- Directed by: Luigi Capuano
- Cinematography: Alvaro Mancori
- Music by: Carlo Rustichelli
- Release date: 1962;
- Country: Italy
- Language: Italian

= Tiger of the Seven Seas =

La tigre dei sette mari, internationally released as Tiger of the Seven Seas, is a 1962 Italian adventure film directed by Luigi Capuano.

It was a sequel to Queen of the Pirates.
==Plot ==
Consuelo is the daughter of a famous pirate nicknamed the Tiger. When he feels tired and decides to leave the command of the ship, he chooses to give it to the winner of a challenge among his men, but unexpectedly, Consuelo wins.
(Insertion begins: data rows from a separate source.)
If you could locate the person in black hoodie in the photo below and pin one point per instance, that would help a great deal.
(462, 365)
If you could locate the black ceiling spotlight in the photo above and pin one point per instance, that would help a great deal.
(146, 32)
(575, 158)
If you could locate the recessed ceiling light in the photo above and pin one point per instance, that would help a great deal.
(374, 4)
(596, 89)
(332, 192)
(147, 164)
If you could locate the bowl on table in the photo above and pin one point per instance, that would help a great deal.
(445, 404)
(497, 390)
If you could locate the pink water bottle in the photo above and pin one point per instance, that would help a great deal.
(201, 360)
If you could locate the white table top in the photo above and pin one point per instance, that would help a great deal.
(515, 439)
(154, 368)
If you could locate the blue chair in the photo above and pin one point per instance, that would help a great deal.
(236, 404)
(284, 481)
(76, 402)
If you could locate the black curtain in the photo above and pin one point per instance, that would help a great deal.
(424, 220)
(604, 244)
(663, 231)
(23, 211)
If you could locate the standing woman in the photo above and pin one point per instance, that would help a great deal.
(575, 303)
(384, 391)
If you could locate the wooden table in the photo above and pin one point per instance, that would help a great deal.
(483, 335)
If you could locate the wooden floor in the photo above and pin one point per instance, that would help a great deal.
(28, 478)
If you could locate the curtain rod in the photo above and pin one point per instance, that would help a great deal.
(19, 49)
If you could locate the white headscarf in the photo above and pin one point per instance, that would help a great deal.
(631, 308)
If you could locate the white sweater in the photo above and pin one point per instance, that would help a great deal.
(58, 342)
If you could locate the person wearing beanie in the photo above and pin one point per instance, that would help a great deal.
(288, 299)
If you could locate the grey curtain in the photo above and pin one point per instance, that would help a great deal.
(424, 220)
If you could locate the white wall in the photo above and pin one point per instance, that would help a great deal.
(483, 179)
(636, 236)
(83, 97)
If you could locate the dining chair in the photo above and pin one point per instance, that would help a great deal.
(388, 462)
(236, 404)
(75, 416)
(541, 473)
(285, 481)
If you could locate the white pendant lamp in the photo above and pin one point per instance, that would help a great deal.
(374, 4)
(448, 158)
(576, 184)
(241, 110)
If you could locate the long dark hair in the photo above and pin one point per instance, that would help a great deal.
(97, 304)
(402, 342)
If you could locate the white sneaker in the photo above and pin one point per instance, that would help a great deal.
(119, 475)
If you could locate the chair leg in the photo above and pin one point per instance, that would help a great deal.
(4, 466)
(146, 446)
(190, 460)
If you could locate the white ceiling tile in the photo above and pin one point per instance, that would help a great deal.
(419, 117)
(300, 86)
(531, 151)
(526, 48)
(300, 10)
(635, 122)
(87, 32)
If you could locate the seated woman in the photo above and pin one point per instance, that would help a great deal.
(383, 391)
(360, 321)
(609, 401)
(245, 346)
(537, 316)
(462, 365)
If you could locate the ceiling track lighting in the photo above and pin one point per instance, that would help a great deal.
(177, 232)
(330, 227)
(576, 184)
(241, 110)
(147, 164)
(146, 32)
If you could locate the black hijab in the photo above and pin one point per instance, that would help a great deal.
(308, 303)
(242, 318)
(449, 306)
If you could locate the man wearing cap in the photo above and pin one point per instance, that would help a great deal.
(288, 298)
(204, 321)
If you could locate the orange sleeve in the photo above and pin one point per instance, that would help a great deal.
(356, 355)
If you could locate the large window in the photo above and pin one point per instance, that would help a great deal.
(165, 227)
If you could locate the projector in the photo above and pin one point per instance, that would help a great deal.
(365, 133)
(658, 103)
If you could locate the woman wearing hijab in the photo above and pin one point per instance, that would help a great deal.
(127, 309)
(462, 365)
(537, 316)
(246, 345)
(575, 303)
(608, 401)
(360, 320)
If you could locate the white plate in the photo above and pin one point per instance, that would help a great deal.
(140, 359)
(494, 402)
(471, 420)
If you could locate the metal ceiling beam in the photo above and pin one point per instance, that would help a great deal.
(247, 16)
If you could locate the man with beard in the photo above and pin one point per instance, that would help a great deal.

The same night Tiger is killed.

William is charged with the killing and is due to be executed, but before the sentence could be carried out, the Spaniards of Grand Duke Inigo arrive.

Consuelo and William escape. At first they don't trust each other but Consuelo discovers that William was falsely blamed; they take revenge on the traitor and recover Tiger's treasure.

== Cast ==
- Gianna Maria Canale as Consuelo
- Anthony Steel as William Scott
- Maria Grazia Spina as Anna de Cordoba
- Ernesto Calindri as Inigo de Cordoba
- Andrea Aureli as Robert
- Carlo Ninchi as Tiger
- John Kitzmiller as Serpente
- Carlo Pisacane as Pirate
- Nazzareno Zamperla as Rick
==Production==
Anthony Steel had recently settled permanently in Italy.
==Reception==
Monthly Film Bulletin called it "a dull, mechanical affair."

Filmink said Steel "is the male lead for pirate queen Gianna Maria Canale, who beats him in a sword duel and has to rescue him later. Which is surprisingly and enjoyably feminist but presumably helped further dint Steel’s already-fragile ego. Incidentally, the film indicates that the actor’s physical appearance was starting to disintegrate – he was still handsome with all his hair and no gut, but his face was appearing increasingly gaunt and tired."